Gun regresó a la sala de estar, aunque no con gruesos álbumes de fotos, como Albert Thernblad, sino con una única instantánea en blanco y negro que la mujer, arisca, le plantó a Patrik en la mano. En ella se veía a una Siv que, con rebeldía adolescente, sostenía a su niña en los brazos, pero, a diferencia de las fotos de Mona, no había en su semblante ni rastro de alegría.
—Bueno, ahora tenemos que ponernos a ordenar todo esto. Acabamos de llegar de Provenza, donde vive la hija de Lars.

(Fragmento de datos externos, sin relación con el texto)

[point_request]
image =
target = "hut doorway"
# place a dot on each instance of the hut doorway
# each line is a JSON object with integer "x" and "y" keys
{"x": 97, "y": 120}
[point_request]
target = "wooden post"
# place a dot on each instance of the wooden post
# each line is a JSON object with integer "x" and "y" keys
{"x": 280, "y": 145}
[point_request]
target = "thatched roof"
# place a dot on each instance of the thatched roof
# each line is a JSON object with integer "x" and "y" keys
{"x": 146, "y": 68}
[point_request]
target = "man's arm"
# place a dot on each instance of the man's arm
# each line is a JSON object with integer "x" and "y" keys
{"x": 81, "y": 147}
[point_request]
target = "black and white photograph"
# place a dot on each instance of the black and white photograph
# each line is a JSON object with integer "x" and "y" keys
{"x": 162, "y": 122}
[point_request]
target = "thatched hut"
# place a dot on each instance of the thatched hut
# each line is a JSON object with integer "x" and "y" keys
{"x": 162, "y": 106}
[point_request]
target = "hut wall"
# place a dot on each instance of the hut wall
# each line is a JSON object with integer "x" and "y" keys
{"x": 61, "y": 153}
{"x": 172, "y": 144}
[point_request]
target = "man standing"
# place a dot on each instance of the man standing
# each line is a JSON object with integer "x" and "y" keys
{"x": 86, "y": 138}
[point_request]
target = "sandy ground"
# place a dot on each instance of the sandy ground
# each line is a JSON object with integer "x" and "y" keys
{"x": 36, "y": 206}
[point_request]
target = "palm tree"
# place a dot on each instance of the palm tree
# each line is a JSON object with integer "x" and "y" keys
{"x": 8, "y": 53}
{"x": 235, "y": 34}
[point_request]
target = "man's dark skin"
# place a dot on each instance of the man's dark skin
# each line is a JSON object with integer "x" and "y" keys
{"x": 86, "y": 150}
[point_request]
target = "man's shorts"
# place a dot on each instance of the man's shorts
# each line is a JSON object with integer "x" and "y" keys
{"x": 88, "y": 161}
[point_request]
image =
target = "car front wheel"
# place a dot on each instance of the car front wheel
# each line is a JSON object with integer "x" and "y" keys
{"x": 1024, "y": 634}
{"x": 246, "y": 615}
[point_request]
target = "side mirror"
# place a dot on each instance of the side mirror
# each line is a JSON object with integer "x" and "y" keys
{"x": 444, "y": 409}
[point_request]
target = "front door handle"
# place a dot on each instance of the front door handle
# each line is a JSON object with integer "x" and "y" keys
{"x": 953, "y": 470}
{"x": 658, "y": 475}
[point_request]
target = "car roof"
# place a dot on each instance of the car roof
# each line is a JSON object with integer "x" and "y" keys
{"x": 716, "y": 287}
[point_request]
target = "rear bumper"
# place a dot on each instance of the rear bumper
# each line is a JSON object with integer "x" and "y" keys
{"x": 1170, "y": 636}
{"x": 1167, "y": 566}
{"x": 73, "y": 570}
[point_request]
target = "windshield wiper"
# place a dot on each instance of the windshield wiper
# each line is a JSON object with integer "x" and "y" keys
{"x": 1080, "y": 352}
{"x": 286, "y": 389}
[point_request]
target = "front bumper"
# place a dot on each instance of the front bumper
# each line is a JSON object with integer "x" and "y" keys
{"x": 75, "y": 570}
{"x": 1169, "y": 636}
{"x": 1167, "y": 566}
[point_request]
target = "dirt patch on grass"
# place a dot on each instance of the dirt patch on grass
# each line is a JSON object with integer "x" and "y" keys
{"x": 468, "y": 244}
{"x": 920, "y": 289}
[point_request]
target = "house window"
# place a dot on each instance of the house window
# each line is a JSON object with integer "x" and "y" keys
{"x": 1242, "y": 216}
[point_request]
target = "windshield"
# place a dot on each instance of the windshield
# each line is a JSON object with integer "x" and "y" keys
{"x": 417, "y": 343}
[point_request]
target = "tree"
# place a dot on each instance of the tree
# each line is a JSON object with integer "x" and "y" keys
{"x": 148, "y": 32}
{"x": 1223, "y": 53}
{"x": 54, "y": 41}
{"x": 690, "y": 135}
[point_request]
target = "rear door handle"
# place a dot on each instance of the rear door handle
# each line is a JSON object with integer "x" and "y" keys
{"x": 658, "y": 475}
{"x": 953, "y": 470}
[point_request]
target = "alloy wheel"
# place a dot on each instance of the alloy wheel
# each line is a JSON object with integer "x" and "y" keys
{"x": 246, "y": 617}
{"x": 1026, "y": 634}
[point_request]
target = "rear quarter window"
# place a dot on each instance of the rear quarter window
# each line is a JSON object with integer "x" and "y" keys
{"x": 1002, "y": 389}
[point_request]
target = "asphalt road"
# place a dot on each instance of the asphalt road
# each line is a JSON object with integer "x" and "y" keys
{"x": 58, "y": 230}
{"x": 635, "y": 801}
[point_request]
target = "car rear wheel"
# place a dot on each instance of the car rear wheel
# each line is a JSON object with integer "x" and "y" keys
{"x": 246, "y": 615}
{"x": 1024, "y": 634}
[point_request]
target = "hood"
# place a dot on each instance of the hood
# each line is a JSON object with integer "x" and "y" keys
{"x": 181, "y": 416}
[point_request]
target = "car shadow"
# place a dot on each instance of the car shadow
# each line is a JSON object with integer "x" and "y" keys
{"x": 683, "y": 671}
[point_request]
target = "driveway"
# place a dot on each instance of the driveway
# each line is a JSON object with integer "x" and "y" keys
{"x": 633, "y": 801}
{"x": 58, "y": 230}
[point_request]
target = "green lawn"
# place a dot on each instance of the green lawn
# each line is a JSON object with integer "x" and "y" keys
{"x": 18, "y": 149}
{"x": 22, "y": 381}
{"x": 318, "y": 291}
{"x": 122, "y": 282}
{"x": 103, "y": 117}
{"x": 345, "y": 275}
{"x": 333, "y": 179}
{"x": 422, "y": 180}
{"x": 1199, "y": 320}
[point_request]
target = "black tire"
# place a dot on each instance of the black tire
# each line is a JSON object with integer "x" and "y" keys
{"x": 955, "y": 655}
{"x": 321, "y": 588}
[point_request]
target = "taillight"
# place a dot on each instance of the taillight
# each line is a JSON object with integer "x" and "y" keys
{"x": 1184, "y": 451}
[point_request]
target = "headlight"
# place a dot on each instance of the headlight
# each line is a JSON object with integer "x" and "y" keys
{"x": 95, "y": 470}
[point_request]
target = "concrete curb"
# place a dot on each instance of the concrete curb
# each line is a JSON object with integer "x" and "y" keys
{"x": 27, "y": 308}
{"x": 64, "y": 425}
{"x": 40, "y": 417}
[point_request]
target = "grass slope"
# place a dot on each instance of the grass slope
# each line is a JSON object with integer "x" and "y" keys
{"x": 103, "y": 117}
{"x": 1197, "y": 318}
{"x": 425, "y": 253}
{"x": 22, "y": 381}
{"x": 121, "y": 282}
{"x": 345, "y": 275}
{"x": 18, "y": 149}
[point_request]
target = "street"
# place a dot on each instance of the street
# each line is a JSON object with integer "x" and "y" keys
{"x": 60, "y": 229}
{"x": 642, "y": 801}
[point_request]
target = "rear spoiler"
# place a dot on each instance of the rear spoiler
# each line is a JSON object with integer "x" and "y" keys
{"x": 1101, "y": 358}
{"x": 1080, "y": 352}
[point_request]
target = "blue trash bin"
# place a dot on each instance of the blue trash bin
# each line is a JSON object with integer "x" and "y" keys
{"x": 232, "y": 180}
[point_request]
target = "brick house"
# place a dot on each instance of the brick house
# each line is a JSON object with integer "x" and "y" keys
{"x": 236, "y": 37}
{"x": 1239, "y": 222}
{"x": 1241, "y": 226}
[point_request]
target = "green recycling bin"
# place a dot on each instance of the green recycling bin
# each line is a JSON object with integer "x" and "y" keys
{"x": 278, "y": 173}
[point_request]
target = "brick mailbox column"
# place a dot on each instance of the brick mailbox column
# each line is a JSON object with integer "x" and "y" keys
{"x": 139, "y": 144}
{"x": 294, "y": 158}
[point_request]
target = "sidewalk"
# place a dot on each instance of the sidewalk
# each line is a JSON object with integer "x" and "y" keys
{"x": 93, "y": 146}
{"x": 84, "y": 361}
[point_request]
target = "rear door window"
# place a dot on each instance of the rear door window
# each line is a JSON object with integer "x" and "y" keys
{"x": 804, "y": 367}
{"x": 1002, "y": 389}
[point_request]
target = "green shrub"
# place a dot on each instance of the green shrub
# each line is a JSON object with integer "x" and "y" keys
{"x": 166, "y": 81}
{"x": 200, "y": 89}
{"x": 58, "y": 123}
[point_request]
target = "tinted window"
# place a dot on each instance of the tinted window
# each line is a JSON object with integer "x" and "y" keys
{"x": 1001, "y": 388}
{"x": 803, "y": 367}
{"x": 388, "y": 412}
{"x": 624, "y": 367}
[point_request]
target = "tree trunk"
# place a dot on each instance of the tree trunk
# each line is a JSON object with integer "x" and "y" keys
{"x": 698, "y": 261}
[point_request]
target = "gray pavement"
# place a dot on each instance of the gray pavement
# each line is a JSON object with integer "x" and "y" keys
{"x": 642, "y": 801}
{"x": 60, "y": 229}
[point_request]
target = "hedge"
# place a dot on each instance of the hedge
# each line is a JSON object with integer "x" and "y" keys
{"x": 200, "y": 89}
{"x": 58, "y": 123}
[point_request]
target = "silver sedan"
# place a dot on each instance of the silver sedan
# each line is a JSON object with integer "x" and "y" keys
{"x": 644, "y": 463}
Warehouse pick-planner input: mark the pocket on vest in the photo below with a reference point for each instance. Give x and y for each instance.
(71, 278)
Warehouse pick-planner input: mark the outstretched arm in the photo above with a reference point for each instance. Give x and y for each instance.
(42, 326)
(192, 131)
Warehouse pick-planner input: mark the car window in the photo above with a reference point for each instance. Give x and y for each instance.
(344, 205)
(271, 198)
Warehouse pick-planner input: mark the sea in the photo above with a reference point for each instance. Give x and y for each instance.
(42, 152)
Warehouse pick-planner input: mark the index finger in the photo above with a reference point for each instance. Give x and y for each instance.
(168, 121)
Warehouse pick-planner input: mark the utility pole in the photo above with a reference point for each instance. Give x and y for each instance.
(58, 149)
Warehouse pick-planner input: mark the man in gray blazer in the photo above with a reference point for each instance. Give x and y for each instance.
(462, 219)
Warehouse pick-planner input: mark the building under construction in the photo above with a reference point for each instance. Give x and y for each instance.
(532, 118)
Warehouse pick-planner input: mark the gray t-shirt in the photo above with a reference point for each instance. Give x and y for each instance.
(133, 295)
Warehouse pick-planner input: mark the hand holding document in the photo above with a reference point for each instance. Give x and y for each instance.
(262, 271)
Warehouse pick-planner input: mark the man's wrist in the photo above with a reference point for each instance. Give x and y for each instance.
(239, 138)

De la forma en que Gun pronunció la palabra «hija», dedujo Patrik que no era precisamente el cariño lo que las unía. Asimismo se percató de que su presencia no era ya del agrado del matrimonio, por lo que les dio las gracias para despedirse.
—Ah, y gracias también por prestarme la fotografía. Prometo que la devolveré en buen estado.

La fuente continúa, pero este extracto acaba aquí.